School workers including administrators, teachers, aides, secretaries, food service, and maintenance workers keep California schools safe and enriching for school-age children. Know the potential hazards of your school workplace so you can protect your own safety as well.

Be aware of potential slips, trips, and falls at school. Wear sturdy, comfortable shoes with a non-slip sole. School classrooms can be small and cluttered. Practice good housekeeping by cleaning up throughout the day. Provide cubbies or hooks for instructional materials and personal items. Encourage students to push in chairs. Promptly report spills or accumulated items and get them cleaned up. School grounds may have scattered play equipment and uneven pavement or other surfaces, so watch your step. Take care when supervising playgrounds or field play—watch for kids running near or around you.

Practice good ergonomics. School desks are often older and not adjustable for ergonomics, but try to adjust your equipment to your comfort. Keep your keyboard and monitor straight in front of you. Adjust your chair so that you can reach the work surface. Use a footrest if you need to support your feet. If you are working with small groups or individuals, use an adult-sized chair. School work makes it easy to rotate your tasks throughout the day. Take micro-breaks every 20-to-30 minutes to give your body a rest.

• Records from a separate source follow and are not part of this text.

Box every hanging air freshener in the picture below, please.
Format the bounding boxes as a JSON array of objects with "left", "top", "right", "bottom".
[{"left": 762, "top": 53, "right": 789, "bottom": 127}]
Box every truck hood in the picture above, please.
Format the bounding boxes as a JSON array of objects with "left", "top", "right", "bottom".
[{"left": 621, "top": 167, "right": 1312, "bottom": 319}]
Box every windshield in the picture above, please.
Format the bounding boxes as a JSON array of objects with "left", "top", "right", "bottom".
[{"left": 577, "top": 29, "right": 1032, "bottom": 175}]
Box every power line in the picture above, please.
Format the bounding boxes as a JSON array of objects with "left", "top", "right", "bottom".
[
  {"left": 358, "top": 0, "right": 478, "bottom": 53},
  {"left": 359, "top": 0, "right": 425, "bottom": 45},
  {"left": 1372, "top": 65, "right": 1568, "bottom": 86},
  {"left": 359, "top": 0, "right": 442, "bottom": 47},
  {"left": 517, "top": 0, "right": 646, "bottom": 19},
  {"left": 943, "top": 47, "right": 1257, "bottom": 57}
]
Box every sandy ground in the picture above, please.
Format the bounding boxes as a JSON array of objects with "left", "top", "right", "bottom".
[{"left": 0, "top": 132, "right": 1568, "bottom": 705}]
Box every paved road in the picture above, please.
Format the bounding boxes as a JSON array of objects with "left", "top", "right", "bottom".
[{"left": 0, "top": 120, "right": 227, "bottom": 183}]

Use proper lifting techniques when lifting supplies and other materials. Keep your back straight, your head facing forward, and use your legs. Try not to lift kids, it is better to kneel down to their level to comfort or direct them. Do not lift kids or “spot” them on playground equipment, you could get injured if they suddenly shift their weight or fall.

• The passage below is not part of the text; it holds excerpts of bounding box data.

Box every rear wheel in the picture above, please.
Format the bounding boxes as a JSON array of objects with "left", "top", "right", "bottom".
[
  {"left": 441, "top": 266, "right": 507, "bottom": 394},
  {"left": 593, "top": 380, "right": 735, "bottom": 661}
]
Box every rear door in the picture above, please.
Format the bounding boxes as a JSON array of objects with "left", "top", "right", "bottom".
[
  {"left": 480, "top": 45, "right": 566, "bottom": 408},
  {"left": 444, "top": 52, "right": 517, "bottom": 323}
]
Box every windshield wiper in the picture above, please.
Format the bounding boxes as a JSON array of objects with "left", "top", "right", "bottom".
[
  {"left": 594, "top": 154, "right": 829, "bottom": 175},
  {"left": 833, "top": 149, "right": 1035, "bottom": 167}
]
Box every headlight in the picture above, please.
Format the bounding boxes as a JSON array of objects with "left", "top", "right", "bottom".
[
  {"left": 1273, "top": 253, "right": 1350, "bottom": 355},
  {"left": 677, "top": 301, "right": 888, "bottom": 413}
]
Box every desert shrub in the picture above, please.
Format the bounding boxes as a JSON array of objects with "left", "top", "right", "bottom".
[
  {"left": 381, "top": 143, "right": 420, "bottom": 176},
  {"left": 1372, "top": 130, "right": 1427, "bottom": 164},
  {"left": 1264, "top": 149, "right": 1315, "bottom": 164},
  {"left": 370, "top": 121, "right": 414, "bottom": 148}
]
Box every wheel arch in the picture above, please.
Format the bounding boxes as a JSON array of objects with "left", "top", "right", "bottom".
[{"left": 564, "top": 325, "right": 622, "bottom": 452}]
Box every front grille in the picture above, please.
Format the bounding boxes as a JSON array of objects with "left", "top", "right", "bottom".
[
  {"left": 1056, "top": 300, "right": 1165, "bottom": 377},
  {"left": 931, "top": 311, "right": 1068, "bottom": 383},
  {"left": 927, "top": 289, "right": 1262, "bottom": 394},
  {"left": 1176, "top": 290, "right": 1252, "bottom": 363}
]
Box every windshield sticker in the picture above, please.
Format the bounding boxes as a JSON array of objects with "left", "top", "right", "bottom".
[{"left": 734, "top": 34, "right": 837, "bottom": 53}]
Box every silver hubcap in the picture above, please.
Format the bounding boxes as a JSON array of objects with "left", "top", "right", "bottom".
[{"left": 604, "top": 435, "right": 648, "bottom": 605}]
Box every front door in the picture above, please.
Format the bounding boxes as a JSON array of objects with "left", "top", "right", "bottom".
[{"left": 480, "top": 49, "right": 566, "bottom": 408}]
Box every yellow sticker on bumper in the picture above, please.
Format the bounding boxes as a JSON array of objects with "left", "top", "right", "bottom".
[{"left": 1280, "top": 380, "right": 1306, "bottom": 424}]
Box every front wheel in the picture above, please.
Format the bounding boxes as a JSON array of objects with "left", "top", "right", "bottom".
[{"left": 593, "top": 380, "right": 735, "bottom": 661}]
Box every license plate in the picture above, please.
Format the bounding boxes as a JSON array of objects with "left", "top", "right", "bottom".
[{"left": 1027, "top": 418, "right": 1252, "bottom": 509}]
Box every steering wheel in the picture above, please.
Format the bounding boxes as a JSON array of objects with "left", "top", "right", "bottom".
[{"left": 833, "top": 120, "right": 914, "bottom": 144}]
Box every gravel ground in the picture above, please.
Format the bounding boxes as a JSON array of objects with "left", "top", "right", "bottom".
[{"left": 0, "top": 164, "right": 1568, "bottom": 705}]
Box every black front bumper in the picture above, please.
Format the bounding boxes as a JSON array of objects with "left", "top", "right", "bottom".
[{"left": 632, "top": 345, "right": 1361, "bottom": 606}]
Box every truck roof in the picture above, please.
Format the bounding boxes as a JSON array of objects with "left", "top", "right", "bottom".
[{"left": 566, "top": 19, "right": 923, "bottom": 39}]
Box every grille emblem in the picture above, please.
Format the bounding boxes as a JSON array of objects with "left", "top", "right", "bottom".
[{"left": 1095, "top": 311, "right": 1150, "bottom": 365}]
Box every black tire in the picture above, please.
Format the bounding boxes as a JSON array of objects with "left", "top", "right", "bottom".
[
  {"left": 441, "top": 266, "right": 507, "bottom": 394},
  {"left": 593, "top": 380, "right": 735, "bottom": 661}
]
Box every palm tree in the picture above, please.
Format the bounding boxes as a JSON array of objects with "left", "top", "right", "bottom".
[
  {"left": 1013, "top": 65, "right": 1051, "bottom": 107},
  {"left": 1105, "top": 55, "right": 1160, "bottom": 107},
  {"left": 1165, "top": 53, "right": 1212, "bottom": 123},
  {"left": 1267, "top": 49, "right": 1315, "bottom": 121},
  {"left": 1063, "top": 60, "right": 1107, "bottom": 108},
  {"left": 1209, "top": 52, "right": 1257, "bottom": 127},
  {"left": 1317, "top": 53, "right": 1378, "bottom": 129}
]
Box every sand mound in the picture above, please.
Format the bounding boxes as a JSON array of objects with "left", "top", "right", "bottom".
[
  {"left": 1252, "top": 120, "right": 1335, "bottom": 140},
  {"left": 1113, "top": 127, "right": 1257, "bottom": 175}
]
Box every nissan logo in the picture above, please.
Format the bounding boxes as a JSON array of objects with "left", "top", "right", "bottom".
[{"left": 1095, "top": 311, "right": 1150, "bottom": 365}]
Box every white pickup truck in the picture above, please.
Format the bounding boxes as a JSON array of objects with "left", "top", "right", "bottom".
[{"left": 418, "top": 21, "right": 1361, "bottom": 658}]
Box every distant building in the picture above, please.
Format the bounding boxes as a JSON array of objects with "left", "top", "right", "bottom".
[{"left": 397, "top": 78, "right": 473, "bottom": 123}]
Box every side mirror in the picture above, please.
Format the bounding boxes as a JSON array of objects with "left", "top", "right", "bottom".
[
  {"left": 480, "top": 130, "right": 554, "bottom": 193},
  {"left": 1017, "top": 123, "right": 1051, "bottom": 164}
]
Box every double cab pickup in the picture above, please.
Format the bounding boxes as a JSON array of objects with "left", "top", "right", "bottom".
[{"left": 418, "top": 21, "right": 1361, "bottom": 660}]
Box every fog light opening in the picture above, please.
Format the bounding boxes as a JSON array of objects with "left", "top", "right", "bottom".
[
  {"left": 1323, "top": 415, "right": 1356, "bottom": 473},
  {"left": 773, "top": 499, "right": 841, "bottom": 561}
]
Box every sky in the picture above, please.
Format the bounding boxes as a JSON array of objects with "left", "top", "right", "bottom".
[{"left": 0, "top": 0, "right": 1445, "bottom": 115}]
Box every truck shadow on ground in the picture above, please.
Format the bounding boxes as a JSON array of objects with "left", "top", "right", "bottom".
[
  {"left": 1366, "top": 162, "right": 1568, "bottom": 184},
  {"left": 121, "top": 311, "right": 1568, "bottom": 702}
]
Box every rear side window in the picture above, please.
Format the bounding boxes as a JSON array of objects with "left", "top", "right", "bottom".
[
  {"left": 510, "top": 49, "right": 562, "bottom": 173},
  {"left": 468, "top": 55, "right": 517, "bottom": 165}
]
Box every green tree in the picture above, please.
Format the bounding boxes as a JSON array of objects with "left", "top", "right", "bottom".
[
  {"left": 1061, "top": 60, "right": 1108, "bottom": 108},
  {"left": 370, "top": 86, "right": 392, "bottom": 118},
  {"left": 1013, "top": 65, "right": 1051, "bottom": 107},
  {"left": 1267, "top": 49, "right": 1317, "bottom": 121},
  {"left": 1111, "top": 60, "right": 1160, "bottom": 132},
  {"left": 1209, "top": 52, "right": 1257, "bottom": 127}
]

Practice good hygiene to control potential infections. Wash hands throughout the day and before you eat or have something to drink. Wash down work surfaces to remove germs. Do not share your clothing with children. Talk with your doctor about your job and consider vaccines against common school exposures.

Aging and portable school buildings along with delayed maintenance can lead to indoor air quality issues such as mold, asbestos, and lead paint. Know how to recognize these hazards and promptly report problems when they arise.

Be prepared for accidents and emergencies while you are on the job. Know emergency procedures, exits, and evacuation routes. Know first aid and CPR and practice universal precautions when administering them.

Workplace violence at schools is a concern. Practice lockdown and shelter-in-place drills. Establish communication methods and have emergency phone numbers available in all school locations. Watch for and report unusual behavior or activity. Keep landscaping cleared away so it does not harbor wrongdoers. Make sure classroom and office windows can be covered to prevent outsiders from seeing in.

The above evaluations and/or recommendations are for general guidance only and should not be relied upon for medical advice or legal compliance purposes. They are based solely on the information provided to us and relate only to those conditions specifically discussed. We do not make any warranty, expressed or implied, that your workplace is safe or healthful or that it complies with all laws, regulations, or standards.